6.11 Experiment Together with Other Prompt Engineers
If you need a good prompt, have multiple people make attempts. When everyone follows best practices, you’ll see variance in performance between different approaches. Collaboration leads to better prompts.
6.12 Document the Various Prompt Attempts
Document your prompt attempts in full detail so you can learn what works and what doesn’t.
Prompt outputs can differ across models, across sampling settings, across different versions of the same model, and even across identical prompts with small formatting or word choice differences.
Track these fields for each attempt:
- Name and version of prompt
- Goal (one sentence)
- Model name and version
- Configuration (Temperature, Token Limit, Top-K, Top-P)
- Full prompt text
- Output(s)
- Result (OK / NOT OK / SOMETIMES OK)
- Feedback notes
Additional tips:
- Track iteration versions
- Save prompts in separate files from code for easier maintenance
- Rely on automated tests and evaluation procedures
7. Summary
This whitepaper covers a comprehensive set of prompting techniques:
- Zero-shot and Few-shot prompting
- System, Role, and Contextual prompting
- Step-back prompting
- Chain of Thought (CoT)
- Self-consistency
- Tree of Thoughts (ToT)
- ReAct (Reason + Act)
- Automatic Prompt Engineering
Key Principles to Remember:
- Prompt engineering is iterative - craft, test, analyze, document, refine, repeat
- Examples are powerful - few-shot often beats clever zero-shot
- Chain of Thought unlocks reasoning - “Let’s think step by step”

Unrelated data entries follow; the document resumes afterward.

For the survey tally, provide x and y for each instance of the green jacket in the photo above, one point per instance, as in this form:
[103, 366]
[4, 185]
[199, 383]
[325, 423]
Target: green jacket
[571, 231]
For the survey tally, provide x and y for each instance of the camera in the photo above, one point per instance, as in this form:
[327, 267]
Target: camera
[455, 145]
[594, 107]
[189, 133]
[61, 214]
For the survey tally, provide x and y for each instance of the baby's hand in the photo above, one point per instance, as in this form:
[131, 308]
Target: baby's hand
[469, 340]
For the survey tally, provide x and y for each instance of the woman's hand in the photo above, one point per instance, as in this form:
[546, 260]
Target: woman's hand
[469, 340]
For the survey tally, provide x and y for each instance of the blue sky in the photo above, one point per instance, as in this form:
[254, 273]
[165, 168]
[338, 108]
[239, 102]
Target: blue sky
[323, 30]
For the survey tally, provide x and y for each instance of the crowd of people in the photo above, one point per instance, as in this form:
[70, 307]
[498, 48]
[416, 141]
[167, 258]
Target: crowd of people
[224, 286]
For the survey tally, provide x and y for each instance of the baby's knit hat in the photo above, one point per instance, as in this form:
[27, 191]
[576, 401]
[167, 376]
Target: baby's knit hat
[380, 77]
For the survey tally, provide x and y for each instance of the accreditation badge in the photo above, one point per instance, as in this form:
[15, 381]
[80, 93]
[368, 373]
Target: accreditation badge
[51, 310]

- Configuration matters - temperature, top-K, top-P affect output significantly
- Document everything - you’ll need it when revisiting prompts
- Test thoroughly - especially for code, always verify outputs
- When you change a model or configuration, go back and re-experiment
This post summarizes key insights from Google’s “Prompt Engineering” whitepaper by Lee Boonstra (September 2024).